The dining room perhaps livened up slightly at the end of meals. Then everyone grabbed a toothpick and trilled like a songbird. The room became a birdcage. This was followed by a pause to roll cigarettes that generated the only spontaneous exchanges.

“Sr Pastells, invite me to a smoke …!” said the registrar.

“Veciana, you wouldn’t have a paper by any chance?” asked Sr Pastells.

“Sr Niubó, a match if you don’t mind …” piped the debt-collector.

This had been happening for years. It was proof of the friendship the three men enjoyed.

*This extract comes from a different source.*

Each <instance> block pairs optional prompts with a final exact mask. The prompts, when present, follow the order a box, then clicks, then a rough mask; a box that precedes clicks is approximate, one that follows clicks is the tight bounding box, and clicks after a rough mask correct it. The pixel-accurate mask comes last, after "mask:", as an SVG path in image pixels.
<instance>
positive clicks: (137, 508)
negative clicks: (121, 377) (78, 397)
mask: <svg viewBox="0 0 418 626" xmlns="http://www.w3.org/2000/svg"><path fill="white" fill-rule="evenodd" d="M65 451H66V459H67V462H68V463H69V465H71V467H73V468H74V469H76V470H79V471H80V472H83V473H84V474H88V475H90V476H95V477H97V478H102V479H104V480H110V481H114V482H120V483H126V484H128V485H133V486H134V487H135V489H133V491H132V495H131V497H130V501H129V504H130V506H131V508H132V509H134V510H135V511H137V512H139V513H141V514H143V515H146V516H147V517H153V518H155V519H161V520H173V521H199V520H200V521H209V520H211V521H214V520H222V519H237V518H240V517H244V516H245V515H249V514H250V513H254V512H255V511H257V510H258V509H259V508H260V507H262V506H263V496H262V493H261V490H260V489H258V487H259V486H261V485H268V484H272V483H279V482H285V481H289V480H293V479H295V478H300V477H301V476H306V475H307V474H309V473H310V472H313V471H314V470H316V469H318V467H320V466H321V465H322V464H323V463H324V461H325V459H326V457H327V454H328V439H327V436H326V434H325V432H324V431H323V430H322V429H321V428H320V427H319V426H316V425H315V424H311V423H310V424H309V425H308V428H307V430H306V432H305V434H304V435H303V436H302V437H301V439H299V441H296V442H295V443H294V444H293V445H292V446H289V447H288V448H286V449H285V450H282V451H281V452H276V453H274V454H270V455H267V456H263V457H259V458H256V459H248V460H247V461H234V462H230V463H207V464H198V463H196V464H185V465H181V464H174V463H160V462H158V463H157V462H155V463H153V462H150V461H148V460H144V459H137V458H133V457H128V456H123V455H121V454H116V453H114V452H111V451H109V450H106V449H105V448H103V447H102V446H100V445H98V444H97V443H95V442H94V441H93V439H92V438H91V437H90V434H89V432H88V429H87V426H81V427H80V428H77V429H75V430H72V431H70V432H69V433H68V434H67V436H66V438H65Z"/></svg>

This swapping of small items was common among recalcitrant lodgers. If anyone at the end of the year had counted the cigarettes,
papers, matches, buttons, shoelaces that Veciana, Pastells, and Niubó had exchanged, each man’s contribution would have worked out exactly the same.

Even so, when the meal was over, we stood up with a sense of release, shut ourselves in our bedrooms, and breathed again.

Afternoons in the boarding house thus became drawn out, mute, brooding occasions. Silence thickened the air and not a word broke it. The line of doors on both sides of the passage always remained closed. If someone went in or out, they were like a weightless shadow no sound betrayed. The cat padded voluptuously through the hushed house. That was clearly an overreaction. It was a great misfortune, but what was behind everyone’s pitiful face? Weren’t they perfect strangers? I found it wearisome and, though the place suited me, I decided to tell Donya Emília that she could dispose of my room.

A few days after I’d told her I was surprised by a conversation in the room next door. No doubt about it: it was Donya Emília and Veciana the debt collector.

“Poor girl! What a calamity!”

“For God’s sake, Veciana, don’t ever mention it again!”

“So what’s happened?”

“I can tell you. I’ve written to the whole of France.”

“And nothing forthcoming …”

“Not a word.”

A long lull. Stillness. Stifled sobs.